On the other end of the spectrum were the shady characters who used our Brooklyn house and Volkswagen Rabbit while we got their marbleclad apartment in Nice, their white Mercedes convertible, and their National Front pamphlets next to a loaded gun in their bedside table. We came home to find the odometer of the car disconnected, the wineglasses broken, and the cat gone. We never did figure out what happened, but always wondered if the mezuzahs on our doors sparked the sabotage.

Meanwhile, behind all the closed doors of our house exchanges, my mother, an incorrigible snoop, opened high cupboards and poked around closets, hoping for menorahs, seder plates, yarmulkes—looking for a clue, any indication of kindred spirits. Sometimes a bookshelf revealed a volume of translated Philip Roth or Saul Bellow, which led to speculation and a little spark.

Our true connection to the French was through our mutual obsession with the food—learning about it, exploring it, and preparing lavish feasts with it. When we weren’t cooking, we were planning the next meal, chasing the daily markets from small town to even smaller town, reveling in the figs, the sausages, the incredible cheeses we couldn’t get at home.

We also went to fancy restaurants. It was my dad’s quest to eat in every Michelin-starred restaurant in France, and he came pretty close, despite getting lost along the way. Pre-GPS, losing our way on tiny country roads was just a normal part of the journey to a meal. When my kindergarten teacher asked me what I did with my parents every August in France, I said, “First we get lost, then we have lunch.”
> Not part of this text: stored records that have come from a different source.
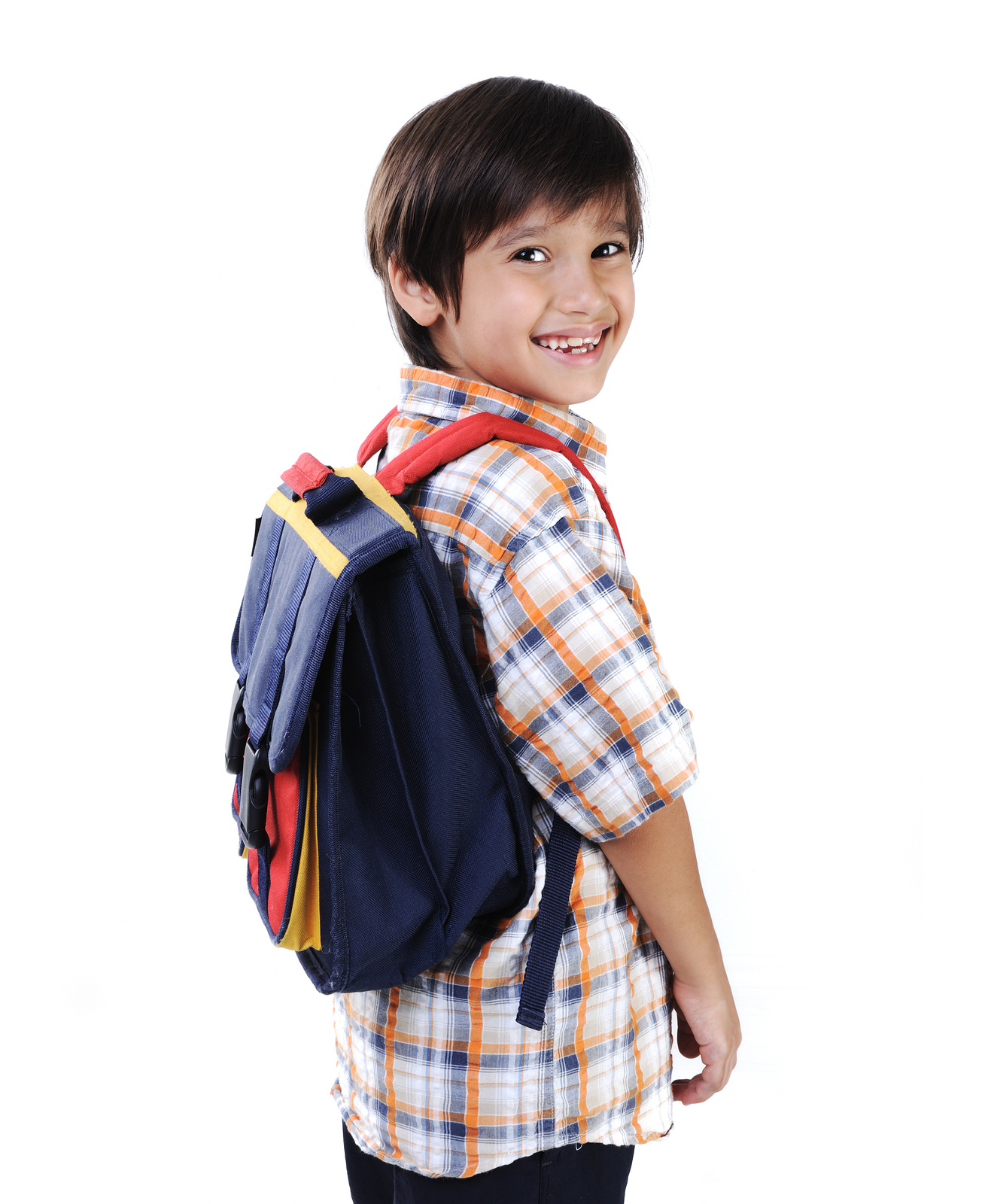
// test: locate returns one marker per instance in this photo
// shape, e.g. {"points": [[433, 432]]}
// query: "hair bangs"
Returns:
{"points": [[478, 160]]}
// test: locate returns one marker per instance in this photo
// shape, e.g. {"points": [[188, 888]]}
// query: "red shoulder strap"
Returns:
{"points": [[465, 435]]}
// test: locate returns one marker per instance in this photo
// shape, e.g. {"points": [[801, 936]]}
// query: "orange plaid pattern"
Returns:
{"points": [[436, 1075]]}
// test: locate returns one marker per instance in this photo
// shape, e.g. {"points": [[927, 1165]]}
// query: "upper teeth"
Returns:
{"points": [[574, 346]]}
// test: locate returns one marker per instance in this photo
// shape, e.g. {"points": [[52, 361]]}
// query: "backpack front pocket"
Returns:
{"points": [[283, 876]]}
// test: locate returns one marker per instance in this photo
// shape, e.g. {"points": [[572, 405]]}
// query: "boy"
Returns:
{"points": [[504, 222]]}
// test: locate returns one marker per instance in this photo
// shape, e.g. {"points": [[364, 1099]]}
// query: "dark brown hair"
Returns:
{"points": [[478, 160]]}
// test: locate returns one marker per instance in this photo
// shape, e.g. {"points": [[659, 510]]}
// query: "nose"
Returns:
{"points": [[579, 290]]}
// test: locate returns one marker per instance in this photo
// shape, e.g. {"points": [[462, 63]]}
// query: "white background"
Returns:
{"points": [[795, 433]]}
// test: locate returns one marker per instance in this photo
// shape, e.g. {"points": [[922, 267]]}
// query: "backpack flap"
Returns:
{"points": [[300, 577]]}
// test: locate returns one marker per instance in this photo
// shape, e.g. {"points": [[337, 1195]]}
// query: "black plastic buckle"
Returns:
{"points": [[236, 732], [255, 784]]}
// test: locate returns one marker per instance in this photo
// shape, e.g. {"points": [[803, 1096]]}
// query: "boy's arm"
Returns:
{"points": [[658, 865]]}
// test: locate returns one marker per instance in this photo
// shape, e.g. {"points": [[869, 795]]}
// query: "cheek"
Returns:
{"points": [[622, 298]]}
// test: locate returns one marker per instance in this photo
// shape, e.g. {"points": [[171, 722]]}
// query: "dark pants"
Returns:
{"points": [[588, 1174]]}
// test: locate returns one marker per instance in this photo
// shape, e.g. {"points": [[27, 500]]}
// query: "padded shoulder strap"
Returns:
{"points": [[460, 437]]}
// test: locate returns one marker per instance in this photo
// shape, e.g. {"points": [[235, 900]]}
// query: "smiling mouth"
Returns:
{"points": [[570, 346]]}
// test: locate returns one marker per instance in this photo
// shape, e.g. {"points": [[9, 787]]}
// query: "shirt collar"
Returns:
{"points": [[439, 397]]}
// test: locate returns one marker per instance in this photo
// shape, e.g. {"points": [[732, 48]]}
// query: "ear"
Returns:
{"points": [[418, 300]]}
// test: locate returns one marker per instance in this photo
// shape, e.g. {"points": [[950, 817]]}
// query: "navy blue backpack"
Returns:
{"points": [[377, 807]]}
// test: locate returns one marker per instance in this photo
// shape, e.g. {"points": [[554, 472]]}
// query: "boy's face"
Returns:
{"points": [[537, 283]]}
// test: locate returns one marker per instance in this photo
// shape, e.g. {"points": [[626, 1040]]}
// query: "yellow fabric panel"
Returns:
{"points": [[294, 513], [375, 491], [303, 926]]}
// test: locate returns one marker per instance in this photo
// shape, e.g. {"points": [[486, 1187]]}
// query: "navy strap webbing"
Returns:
{"points": [[554, 906]]}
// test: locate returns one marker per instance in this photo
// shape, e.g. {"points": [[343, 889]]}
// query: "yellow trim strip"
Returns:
{"points": [[303, 929], [294, 513], [375, 491]]}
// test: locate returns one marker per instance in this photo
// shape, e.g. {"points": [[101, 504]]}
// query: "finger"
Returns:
{"points": [[702, 1087], [686, 1041]]}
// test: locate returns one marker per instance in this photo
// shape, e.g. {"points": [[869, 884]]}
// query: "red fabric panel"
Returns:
{"points": [[307, 473], [282, 819], [377, 439], [465, 435]]}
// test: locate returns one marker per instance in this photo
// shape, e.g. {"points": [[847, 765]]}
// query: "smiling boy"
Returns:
{"points": [[506, 220]]}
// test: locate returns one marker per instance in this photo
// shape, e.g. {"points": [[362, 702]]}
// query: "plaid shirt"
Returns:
{"points": [[437, 1075]]}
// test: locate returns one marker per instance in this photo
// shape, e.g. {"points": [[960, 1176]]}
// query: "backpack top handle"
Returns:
{"points": [[460, 437]]}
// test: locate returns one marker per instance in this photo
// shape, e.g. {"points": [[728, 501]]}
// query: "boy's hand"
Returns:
{"points": [[658, 866], [711, 1032]]}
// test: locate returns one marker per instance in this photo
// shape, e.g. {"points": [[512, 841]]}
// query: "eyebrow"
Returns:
{"points": [[520, 234]]}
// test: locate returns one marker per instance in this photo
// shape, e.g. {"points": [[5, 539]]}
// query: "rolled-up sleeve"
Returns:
{"points": [[591, 719]]}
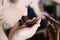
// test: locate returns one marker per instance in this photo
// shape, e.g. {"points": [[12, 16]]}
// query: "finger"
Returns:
{"points": [[34, 28]]}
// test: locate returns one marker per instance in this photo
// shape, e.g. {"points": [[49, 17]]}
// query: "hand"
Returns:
{"points": [[23, 32]]}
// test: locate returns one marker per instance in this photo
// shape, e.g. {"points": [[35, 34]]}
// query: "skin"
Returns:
{"points": [[13, 13]]}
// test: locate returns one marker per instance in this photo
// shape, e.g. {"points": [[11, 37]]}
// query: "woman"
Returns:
{"points": [[13, 11]]}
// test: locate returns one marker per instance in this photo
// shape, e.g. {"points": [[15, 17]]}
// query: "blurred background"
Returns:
{"points": [[50, 27]]}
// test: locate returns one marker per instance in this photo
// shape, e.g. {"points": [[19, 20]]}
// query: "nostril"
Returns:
{"points": [[13, 1]]}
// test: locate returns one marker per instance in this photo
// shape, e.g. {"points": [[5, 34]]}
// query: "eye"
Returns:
{"points": [[13, 1]]}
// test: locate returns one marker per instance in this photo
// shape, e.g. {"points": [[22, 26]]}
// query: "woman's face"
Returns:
{"points": [[13, 11]]}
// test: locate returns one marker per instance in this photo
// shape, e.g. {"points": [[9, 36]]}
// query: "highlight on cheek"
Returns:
{"points": [[13, 1]]}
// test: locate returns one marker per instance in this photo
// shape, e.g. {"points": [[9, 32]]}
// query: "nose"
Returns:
{"points": [[25, 13]]}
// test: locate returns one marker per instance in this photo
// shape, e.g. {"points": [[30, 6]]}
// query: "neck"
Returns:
{"points": [[2, 34]]}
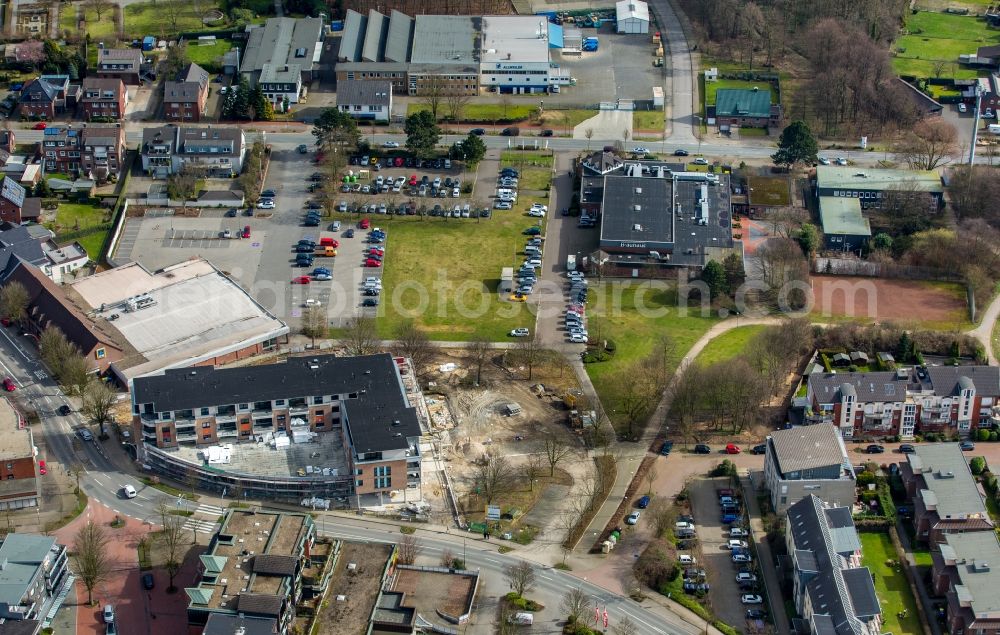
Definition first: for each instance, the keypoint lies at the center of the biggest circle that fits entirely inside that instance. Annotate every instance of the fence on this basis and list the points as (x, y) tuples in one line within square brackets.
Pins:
[(856, 267)]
That cute reply was the original title for this book. But as I cooked and wrote down my recipes, I realized that I wasn’t lost anymore. I knew where I was going with every recipe. They’re quirky and personal, streamlined and practical, seasoned with a dose of Brooklyn moxie to augment all that buttery haute cuisine. Yes, there are times I might meander down a seemingly dead end of harissa gougères only to end up with a buoyant soufflé (page 34). I always find my way because, really, I’m not going very far. It’s all right there, rooted in my New York–Jewish–Francophile DNA. And my cooking ends up playfully and unmistakably French. At our house, the conversation might be in English, but dinner’s in French.